“The anticipation is worse than the actual event”. This could be a mantra to my life. From blood tests to interviews, I am an exceptional worrier. I also know it is true for the smaller things in life. I write to do lists every day, and notice that some things stay on my list for weeks because I keep putting them off – too scared or overwhelmed by the mere idea of the task. And yet, thankfully, the anticipation is worse than the actual event. Usually once I start doing whatever it is, it takes less time and is less difficult than I had suspected.

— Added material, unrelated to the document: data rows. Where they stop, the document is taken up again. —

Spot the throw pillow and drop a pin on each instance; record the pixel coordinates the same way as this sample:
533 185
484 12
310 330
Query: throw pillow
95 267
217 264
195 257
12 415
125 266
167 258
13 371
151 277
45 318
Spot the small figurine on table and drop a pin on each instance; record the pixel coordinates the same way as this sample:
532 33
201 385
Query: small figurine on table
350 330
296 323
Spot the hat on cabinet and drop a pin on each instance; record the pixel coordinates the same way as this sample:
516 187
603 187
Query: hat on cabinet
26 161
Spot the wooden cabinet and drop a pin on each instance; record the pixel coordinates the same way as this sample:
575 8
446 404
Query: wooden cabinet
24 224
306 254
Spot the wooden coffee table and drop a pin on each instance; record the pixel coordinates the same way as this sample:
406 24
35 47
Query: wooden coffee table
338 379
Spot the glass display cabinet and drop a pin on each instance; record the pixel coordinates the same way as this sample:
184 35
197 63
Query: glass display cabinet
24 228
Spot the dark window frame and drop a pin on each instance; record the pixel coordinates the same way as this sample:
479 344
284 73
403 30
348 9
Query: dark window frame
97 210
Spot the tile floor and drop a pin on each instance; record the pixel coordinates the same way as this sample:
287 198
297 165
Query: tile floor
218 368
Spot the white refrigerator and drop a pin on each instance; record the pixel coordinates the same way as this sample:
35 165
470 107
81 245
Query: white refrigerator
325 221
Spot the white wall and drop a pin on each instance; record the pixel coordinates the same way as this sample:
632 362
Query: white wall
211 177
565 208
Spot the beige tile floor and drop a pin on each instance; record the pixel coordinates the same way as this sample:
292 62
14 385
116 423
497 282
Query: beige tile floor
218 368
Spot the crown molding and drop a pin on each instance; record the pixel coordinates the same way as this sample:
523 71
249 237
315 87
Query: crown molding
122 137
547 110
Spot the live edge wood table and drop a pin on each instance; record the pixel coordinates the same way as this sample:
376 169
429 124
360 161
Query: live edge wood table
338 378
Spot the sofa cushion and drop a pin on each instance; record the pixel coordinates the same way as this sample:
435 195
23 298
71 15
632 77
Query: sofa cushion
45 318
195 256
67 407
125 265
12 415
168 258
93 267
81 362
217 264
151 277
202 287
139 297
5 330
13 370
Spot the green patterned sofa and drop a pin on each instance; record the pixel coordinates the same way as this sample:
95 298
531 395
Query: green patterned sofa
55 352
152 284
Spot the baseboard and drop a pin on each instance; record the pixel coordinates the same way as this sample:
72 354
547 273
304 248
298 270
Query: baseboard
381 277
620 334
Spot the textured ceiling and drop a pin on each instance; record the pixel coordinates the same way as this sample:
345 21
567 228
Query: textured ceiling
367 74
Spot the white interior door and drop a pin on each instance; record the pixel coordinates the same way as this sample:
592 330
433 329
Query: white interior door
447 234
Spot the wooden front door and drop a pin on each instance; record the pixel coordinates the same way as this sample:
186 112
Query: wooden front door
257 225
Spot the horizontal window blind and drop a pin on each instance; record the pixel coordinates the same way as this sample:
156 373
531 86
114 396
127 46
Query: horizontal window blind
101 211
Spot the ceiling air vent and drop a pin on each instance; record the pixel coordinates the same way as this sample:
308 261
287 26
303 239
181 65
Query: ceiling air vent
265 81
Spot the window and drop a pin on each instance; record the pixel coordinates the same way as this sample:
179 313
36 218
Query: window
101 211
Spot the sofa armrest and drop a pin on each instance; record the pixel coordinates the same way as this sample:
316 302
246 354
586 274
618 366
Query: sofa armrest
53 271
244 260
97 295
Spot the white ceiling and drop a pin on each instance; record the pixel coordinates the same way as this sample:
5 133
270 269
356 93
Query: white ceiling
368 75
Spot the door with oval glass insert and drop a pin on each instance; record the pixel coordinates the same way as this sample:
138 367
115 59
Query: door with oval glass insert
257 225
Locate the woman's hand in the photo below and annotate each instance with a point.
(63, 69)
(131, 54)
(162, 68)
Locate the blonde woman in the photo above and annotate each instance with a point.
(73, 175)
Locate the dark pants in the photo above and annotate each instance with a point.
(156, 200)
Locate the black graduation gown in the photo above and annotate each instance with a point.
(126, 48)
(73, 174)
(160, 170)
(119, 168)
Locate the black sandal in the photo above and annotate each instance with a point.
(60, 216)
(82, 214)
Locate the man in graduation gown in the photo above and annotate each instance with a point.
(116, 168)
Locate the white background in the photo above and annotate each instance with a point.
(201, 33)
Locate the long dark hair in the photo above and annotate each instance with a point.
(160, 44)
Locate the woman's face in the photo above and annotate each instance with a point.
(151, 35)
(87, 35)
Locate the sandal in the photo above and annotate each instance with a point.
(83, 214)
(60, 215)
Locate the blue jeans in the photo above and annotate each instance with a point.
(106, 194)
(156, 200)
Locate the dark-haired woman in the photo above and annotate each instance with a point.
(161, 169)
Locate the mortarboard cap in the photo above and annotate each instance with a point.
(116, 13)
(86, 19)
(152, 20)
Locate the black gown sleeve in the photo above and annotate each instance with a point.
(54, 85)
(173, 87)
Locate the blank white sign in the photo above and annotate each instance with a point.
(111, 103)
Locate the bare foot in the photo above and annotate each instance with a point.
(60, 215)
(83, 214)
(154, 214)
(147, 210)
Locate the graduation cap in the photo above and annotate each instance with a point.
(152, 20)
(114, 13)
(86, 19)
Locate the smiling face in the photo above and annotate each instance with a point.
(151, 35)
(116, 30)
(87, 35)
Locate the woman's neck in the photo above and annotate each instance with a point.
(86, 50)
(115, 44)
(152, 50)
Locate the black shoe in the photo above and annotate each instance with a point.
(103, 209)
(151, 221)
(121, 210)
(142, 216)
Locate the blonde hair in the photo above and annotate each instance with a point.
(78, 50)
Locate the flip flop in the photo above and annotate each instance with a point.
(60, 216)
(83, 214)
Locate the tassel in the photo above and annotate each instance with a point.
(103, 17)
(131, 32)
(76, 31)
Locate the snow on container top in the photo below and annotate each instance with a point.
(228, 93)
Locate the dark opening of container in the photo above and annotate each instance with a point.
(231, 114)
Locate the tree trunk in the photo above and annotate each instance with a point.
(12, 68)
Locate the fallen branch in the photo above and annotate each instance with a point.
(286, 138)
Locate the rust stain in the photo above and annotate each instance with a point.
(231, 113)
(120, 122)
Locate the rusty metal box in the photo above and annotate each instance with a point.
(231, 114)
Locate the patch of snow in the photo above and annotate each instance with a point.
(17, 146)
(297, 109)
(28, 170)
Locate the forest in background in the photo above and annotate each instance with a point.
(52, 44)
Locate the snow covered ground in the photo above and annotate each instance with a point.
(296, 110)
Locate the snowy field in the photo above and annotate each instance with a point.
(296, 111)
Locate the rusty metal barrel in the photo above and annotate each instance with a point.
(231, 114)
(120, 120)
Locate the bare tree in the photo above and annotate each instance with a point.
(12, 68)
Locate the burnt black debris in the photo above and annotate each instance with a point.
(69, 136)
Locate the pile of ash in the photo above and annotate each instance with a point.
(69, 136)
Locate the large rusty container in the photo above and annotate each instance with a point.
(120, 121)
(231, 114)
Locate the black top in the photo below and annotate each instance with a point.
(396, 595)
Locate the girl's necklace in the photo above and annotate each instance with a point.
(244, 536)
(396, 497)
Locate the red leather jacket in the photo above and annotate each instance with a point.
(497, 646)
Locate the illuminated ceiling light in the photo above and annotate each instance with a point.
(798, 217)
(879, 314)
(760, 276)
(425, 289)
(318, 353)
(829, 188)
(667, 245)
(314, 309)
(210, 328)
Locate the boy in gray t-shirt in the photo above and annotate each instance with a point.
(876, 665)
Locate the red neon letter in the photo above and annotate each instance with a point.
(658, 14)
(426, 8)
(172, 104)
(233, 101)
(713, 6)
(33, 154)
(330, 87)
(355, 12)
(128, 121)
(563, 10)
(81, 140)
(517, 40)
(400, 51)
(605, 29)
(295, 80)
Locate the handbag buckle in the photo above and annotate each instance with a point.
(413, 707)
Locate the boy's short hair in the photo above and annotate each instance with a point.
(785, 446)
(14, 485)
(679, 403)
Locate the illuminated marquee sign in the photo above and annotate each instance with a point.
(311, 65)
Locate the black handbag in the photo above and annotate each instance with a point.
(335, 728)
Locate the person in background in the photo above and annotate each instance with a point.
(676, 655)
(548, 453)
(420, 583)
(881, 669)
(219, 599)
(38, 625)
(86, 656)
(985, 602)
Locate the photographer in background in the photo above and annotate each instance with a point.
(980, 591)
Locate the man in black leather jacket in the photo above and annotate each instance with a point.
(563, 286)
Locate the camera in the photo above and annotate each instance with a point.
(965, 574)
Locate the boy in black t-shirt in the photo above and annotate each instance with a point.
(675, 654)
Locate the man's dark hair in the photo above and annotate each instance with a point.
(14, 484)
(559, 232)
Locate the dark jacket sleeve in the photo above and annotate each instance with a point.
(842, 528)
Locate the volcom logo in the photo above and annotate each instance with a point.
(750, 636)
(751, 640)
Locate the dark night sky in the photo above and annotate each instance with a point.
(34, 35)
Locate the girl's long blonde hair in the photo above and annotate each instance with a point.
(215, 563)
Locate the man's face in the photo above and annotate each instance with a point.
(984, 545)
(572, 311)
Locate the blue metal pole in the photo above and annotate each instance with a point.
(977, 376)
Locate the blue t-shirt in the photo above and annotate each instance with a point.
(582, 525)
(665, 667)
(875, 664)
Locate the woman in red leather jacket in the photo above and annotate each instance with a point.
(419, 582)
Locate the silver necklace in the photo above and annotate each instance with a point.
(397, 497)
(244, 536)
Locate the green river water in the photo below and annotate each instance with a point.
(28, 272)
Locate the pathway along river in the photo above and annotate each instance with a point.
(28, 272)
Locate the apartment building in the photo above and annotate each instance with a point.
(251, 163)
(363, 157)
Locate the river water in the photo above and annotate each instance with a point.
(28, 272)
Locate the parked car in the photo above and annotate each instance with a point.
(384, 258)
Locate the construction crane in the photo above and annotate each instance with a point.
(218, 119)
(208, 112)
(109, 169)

This week I led Lunch and Learn – a fantastic Thursday lunchtime slot of Torah study – in Rabbi Rebecca’s place. I need to prepare for this rather more than she does! I give myself a few hours curled up with various Torah commentaries, and go through verse by verse noticing the interesting word choices, peculiar grammar, or odd structures and repetitions in the text, exploring the various explanations and commentaries that have been written about them.
It feels…holy. A strange word, I grant you. It is all-consuming. I am a poor multitasker at the best of times, but this requires a wholly single-focused attention. If the phone rings the sound feels like it’s coming from a million miles away. I would describe it as meditative except it makes my brain work so incredibly hard. I find it exhausting and thrilling. But I put it off like mad.
It was on my to do list for the start of the week, and yet it was Thursday morning when eventually time pressure forced me into action. I know that once I start it I’ll enjoy it but I still cannot make myself do it. I don’t like the current idea that ‘we all have a shorter attention span nowadays’ – it feels like I’m doing us a disservice. And yet I wonder whether I do shy away from this incredibly intense experience because of the focus it requires, because of just how much I need to turn my back on Twitter, Facebook, text messages and notifications, and let myself sink in to the task.
It feels rebellious, somehow, to give something such undivided attention, particularly now as politics and news feel so all-present. And yet, offering ourselves that time to turn away is so calming, so reassuring. I hope you find a moment this week to give undivided attention to something or someone you love, at synagogue or at home.